Regions of the genome where DNA was accessible during the experiment will contain significantly more sequencing reads (since that is where the transposase preferentially acts), and form peaks in the ATAC-seq signal that are detectable with peak calling tools. These regions can be further categorized into the various regulatory element types - promoters, enhancers, insulators , etc.- by taking into account further information, like their distance from a Transcription Start Site or data from other experiments.[1] Inside the regions where the ATAC-seq signal is enriched, one can also observe sub-regions with depleted signal. These subregions, typically only a few base pairs long, are considered to be “footprints” of DNA-binding proteins. These proteins will protect the DNA strand from transposase cleavage and will consequently cause a depletion in the signal.

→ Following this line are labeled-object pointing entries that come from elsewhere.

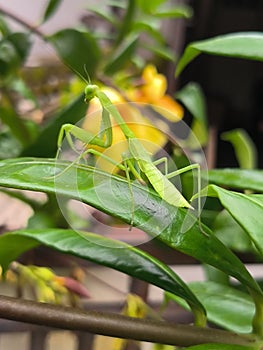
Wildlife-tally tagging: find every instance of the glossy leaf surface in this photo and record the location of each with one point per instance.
(101, 250)
(244, 179)
(226, 307)
(244, 147)
(176, 227)
(247, 45)
(246, 209)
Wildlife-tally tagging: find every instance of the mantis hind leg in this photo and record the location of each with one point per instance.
(198, 195)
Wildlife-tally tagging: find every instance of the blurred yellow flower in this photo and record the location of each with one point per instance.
(152, 92)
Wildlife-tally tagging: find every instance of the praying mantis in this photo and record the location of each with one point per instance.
(136, 161)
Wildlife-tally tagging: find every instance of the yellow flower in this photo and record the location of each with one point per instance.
(149, 135)
(152, 91)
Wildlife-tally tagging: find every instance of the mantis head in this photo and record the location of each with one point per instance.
(90, 92)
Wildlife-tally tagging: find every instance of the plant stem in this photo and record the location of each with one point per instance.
(126, 23)
(115, 325)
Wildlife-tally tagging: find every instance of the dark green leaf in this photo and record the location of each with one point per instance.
(22, 44)
(246, 209)
(244, 147)
(51, 9)
(117, 255)
(122, 55)
(193, 98)
(226, 307)
(248, 45)
(231, 233)
(46, 143)
(237, 178)
(176, 227)
(77, 50)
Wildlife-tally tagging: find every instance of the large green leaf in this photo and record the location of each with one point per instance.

An ATACseq experiment can also be used to infer nucleosome positions.[3]
Advantages
The advantages of ATAC-seq include:
- Low requirements on the amount of the biological sample. 50,000 cells are sufficient for this technique, as opposed to others like MNase-seq or DNAse-seq that require at least 1,000-fold more material.[2]
- Speed: The whole protocol requires 3 hours in total.[2]
References
- ^ a b c d Buenrostro, Jason D; Giresi, Paul G; Zaba, Lisa C; Chang, Howard Y; Greenleaf, William J (6 October 2013). "Transposition of native chromatin for fast and sensitive epigenomic profiling of open chromatin, DNA-binding proteins and nucleosome position". Nature Methods. 10 (12): 1213–1218. doi:10.1038/nmeth.2688.
- ^ a b c Buenrostro, Jason D.; Wu, Beijing; Chang, Howard Y.; Greenleaf, William J. (January 2015). "ATAC-seq: A Method for Assaying Chromatin Accessibility Genome-Wide". Current Protocols in Molecular Biology. doi:10.1002/0471142727.mb2129s109.
- ^ Schep, Alicia N.; Buenrostro, Jason D.; Denny, Sarah K.; Schwartz, Katja; Sherlock, Gavin; Greenleaf, William J. (2015-08-27). "Structured nucleosome fingerprints enable high-resolution mapping of chromatin architecture within regulatory regions". Genome Research: gr.192294.115. doi:10.1101/gr.192294.115. ISSN 1088-9051. PMC 4617971. PMID 26314830.